Ulrich lists the sixty-four-codon catalog according to groups of shared degeneracy, the plan growing increasingly obvious:
"All sixty-four permutations. The set contains twelve fourfold synonyms and eight twofold synonyms." With a touch of showman's pause, Ulrich says, "Twelve plus eight equals our magic number." The pattern is stunning in its own, horrific way. The rationale for construction seems at least reasonable, and the numerology is perfect. That Ulrich has leapfrogged empirical constraints to get there seems temporarily defensible.
"But it's all wrong," Ressler whispers, glancing at Botkin for support. He's afraid to appeal to Koss, afraid to look at her in public for fear that her ephemeral face might make the day's pragmatics too much to bear. But it's Koss who comes to his aid. She objects, grounded in the best literature, to the idea that the complementary strands are being read equivalently. For all her substantiated accuracy, the facts wash up impotently against perfect pattern.
That Ulrich's subdivision of sixty-four triplets uncannily produces a hidden number equal to that of the essential amino acids carries the surprise significance of arithmetic. He is under the spell of physics, where the pursuit of fundamentals pares back a mass of data to simple, elegant expressions. It seems safe to assume that cellular mechanisms, carded back to their core, are also driven by symmetry. But it's not safe; safety and life science are incommensurate. That one can derive twenty from sixty-four with pretty, reciprocal twists may be nature's sheer perversity.
Botkin lowers herself into the line of fire. "Grammars are not usually so clean." Her cheeks contract bittersweetly: don't we always mean more than we say? Why not the we within us?
But the objection of one senior member is offset by another. Woytowich, revived by infant Ivy, wanting to be worthy of her when she is old enough to evaluate fathers, throws his hopes in with Ulrich's dash for the cymbal crash. "It's not evidence, of course; but the fit's attractive enough to do some stat analysis on those groups we think might be equivalents."

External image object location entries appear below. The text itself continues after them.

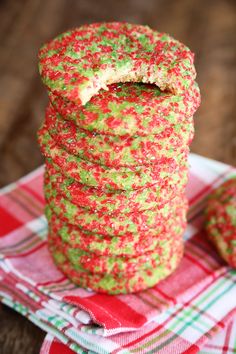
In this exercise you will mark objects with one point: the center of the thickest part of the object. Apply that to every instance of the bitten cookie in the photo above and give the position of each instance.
(78, 63)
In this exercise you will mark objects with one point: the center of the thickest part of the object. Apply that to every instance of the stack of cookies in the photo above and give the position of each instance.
(116, 156)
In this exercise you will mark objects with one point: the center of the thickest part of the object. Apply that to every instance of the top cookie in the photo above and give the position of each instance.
(78, 63)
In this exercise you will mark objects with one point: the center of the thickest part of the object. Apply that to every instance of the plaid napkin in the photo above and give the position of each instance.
(178, 315)
(224, 342)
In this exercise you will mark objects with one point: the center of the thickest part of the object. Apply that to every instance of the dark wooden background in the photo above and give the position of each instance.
(208, 27)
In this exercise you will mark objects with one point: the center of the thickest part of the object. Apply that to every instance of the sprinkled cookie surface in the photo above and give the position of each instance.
(128, 246)
(116, 202)
(221, 220)
(96, 175)
(78, 63)
(116, 151)
(116, 141)
(106, 224)
(117, 284)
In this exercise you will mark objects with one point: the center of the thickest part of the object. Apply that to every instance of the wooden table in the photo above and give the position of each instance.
(208, 27)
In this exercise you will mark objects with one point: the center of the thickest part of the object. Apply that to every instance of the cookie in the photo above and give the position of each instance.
(92, 263)
(78, 63)
(106, 224)
(130, 109)
(118, 151)
(118, 284)
(129, 246)
(96, 175)
(116, 202)
(221, 220)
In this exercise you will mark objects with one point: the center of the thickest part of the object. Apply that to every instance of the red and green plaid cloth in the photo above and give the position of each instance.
(183, 314)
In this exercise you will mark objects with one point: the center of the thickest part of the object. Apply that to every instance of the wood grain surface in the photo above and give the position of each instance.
(208, 27)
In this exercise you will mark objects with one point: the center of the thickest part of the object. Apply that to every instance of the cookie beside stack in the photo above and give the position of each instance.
(116, 168)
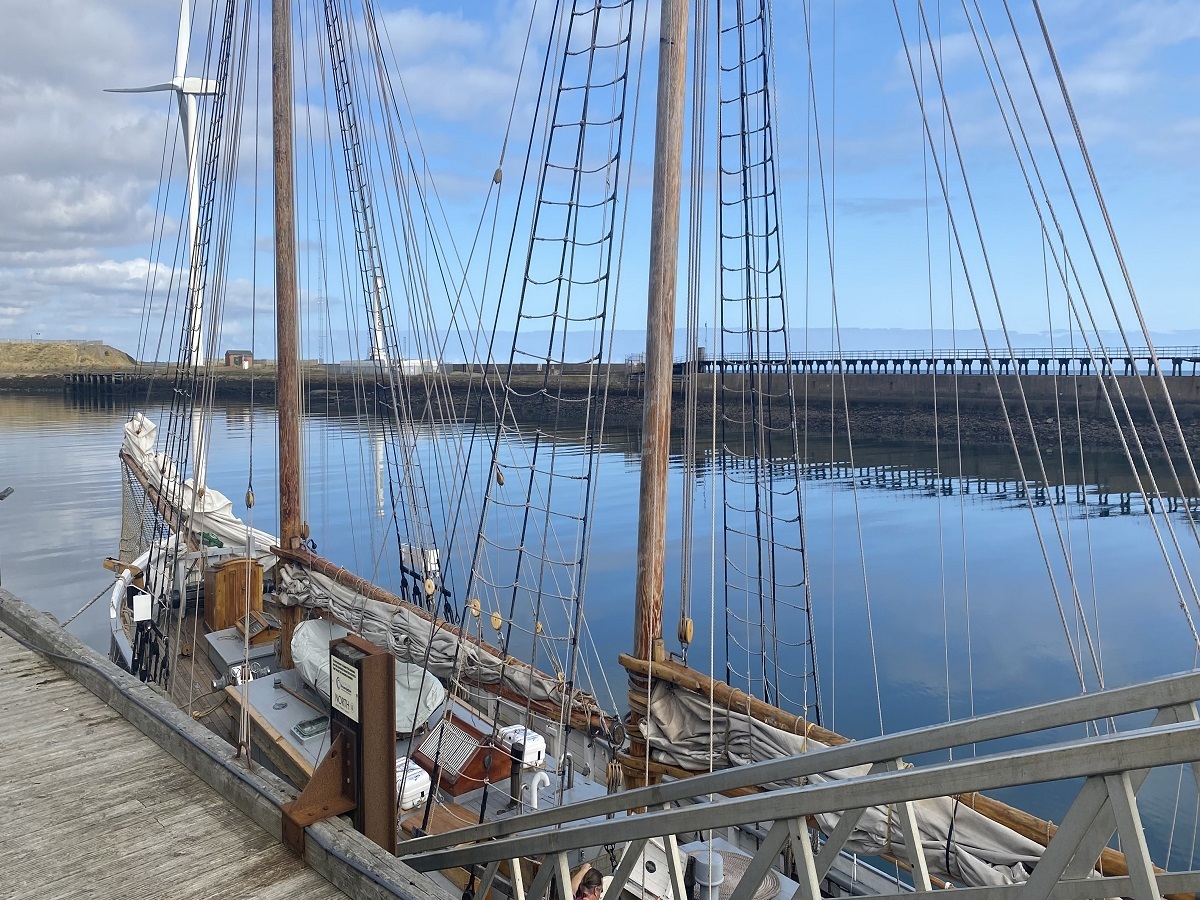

Lovering's vote is a foregone conclusion. There's only one way Ulrich can run that sort of analysis: through ILLIAC. And Lovering has proved so skilled at programming that he has replaced Stuart as Cyfer's fair-haired boy. All Ulrich's hopes are now pinned to numeric confirmation of his simple table. Ressler tries again to interest them in in vitro, but these three refuse to concede that the codon catalog is arbitrary, devoid of internal order. The debate comes down to temperament, individual hobby horses. What each feels ought to be true. The team splits down the middle — gnostics versus nominalists, formalists against functionalists. They forget the first article of scientific skepticism: meaning always reveals pattern, but pattern does not necessarily imply meaning.
Ressler cannot fault Ulrich for leaping to the beautiful conclusion. Would Stuart have begun in science if he wasn't predisposed to believing that what lay behind common sense was more beautiful because more objectively indifferent, dense, feverishly specific? Ulrich sends them off with his blessing: "Both parties' results to be continuously exchanged, of course." Yet Ressler knows he will be out a fellowship come spring. He is resigned, for his own sake, to losing everything, every professional advantage, for a glimpse of the demonstrable. Only now, he has dragged Botkin and Koss into the breach with him. Against their careers, he has only a vague plan: learn the trick of the cell-free system.